The census is used to distribute nearly $1 trillion in government programs, to apportion political power, and to divide the country into racial blocs. Is it any wonder why the organized left is so interested in the census that it took the Trump administration to court over it? A coalition of ethnic based liberal organizations won a big court victory in last month when Judge Jesse Furman of the Southern District of New York ruled in their favor that a question on citizenship cannot be asked in the 2020 decennial census.
The battle, however, is not over. The Trump administration late last month took the unusual step of going directly to the Supreme Court to review the decision. Here is hoping it does, and that it overturns the decision. The judge agreed with the organizations that asking about citizenship would reduce the count of the group the census designates as hispanics, though the evidence on that is slim. We must also stop the rising use of national injunctions by district courts. As Justice Clarence Thomas once said, “If their popularity continues, this court must address their legality.”
Much more importantly, the district court ruling ratifies a trend in society toward ethnic based victimization claims and away from patriotic solidarity. In the opinion, the judge found that the census can inquire into the age, sex, race, and ethnicity of the resident, but not into the one thing that colorblind government should care about, which is who is a member of the polity and who is not. The judge expressed adulation for the four organizations that sued the federal government, calling the plaintiffs “deeply committed to a laudable mission of increasing political participation, promoting civic engagement, and advancing the interests of immigrant communities, especially immigrant communities of color.”

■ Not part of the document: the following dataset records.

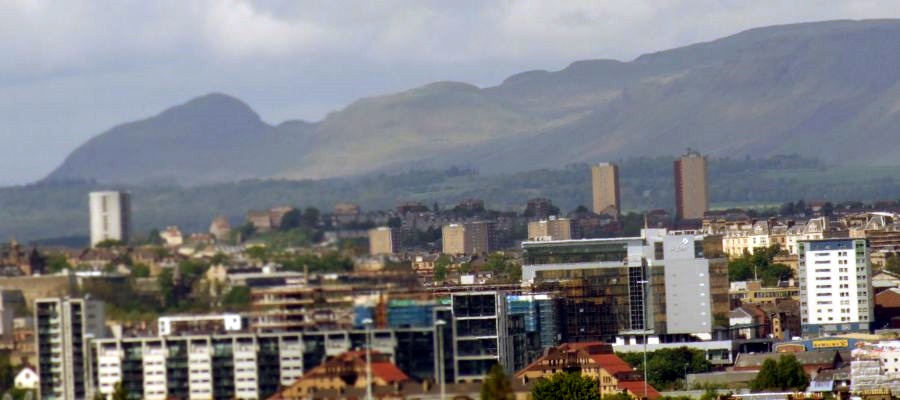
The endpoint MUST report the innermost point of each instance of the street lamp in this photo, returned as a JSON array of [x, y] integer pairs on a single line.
[[644, 284], [368, 324], [439, 329]]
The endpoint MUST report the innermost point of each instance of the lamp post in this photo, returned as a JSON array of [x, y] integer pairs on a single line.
[[439, 329], [644, 283], [368, 324]]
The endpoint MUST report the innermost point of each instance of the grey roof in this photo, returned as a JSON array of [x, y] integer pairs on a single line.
[[817, 357]]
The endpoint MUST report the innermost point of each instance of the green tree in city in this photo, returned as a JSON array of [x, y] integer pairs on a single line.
[[292, 219], [140, 270], [441, 266], [565, 386], [57, 262], [759, 264], [119, 392], [497, 385], [786, 373]]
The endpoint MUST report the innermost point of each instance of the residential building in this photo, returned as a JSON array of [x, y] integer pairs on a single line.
[[261, 220], [26, 379], [605, 183], [485, 334], [245, 366], [347, 370], [469, 238], [199, 324], [835, 286], [383, 240], [659, 284], [595, 360], [220, 228], [691, 186], [753, 292], [110, 216], [540, 208], [172, 236], [550, 229], [64, 328]]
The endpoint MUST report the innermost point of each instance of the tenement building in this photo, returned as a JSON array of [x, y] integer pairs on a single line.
[[835, 286], [659, 284]]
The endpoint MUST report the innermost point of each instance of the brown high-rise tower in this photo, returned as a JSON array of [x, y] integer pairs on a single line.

The supposed undercount of “particularly noncitizens and hispanics” who would be “less likely to participate in the census for fear that the data could be used against them and their loved ones,” would thus “translate into a loss of political power and funds, among other harms, for various plaintiffs.” Leave aside the irony that the Census Bureau itself pretty much created the “hispanic” collectivity when it included it for the first time in the 1980 census. It now appears that the victimhood ideology that the government was contributing to igniting then is now being used to fill the coffers of the liberal organizations that have long been its beneficiaries.
When activists were trying to create an official hispanic bloc in the 1970s, they had a definitional problem of what to base it on. Was it surnames? Race? Ability to speak Spanish? None were of these sufficient. Congress, though, had an answer. It was victimhood and its twin sister grievances. Public Law 94-311, the only statute in our history to define an ethnicity, held back in 1976 that a “large number of Americans of Spanish origin or descent suffer from racial, social, economic, and political discrimination." The goal of this law was “to implement an affirmative action program.”

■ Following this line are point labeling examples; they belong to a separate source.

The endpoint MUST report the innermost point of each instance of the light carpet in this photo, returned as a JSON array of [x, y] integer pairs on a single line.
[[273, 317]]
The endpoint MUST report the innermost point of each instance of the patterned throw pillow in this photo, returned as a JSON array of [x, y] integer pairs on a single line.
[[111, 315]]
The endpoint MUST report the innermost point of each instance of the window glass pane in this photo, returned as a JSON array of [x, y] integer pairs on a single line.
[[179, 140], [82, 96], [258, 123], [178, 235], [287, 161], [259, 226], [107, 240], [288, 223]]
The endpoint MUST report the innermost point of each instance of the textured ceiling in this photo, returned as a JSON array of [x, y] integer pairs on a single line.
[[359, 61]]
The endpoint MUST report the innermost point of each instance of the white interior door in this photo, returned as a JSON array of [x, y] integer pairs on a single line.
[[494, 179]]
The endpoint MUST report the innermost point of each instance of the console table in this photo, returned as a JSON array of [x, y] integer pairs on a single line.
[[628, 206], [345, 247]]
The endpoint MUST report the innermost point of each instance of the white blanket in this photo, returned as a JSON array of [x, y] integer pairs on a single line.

The process redrew the imaginary borders of mutual loyalty. Up until the 1960s, the main Mexican American organizations saw themselves as part of the entire nation, and felt “pride in the United States” in the words of the University of California researchers at the time. Only citizens could be members. Thereafter, a coterie of new organizations included some other people inside the circle of trust, such as legal immigrants who refused to naturalize, illegal ones who could not, and guest workers. As the historian Mario Garcia put it clearly, the new organizations “called for ethnic unity transcending citizenship.” The slogan became “todo por la raza,” meaning “everything for the race.” The term “hispanic” was then added to the mix.
The new groups now vie to take as much as possible of the more than $800 billion in funding that the federal government allocates every year based on census data. The organized left of the plaintiffs in the case are heirs of this new tradition. The four plaintiffs are the New York Immigration Coalition, Make the Road New York, Casa de Maryland, and the American Arab Anti-Discrimination Committee along with its research institute. Influence Watch has done a great job looking into these organizations.
Take Make the Road New York. It has strong ties to groups that promote immigration expansion, labor union issues, and liberal causes, and to Mayor Bill de Blasio and other far left New York personalities. Government grants make up nearly 40 percent of its revenue. Consider the American Arab Anti-Discrimination Committee, founded by former Senator James Abourezk and liberal activist James Zogby, who now heads the Sanders Institute that was created by Senator Bernie Sanders. The American Arab Anti-Discrimination Committee also formed a partnership with the Council of American Islamic Relations, an anti-Israel group, several years ago.
Then there is Casa de Maryland, which organizes political demonstrations, including against the immigration policies proposed by President Trump. Its executive director worked for a Sandinista paper in Nicaragua and years ago attended a conference in Venezuela where the main event was a panel discussion on a possible revolution in the United States, according to data from Influence Watch. The Venezuelan state oil company Citgo Petroleum also donated $1.5 million to Casa de Maryland back in 2008.
Ultimately it is up to the Supreme Court whether to overturn this ruling, and with it perhaps the divisive census trend of the past half century.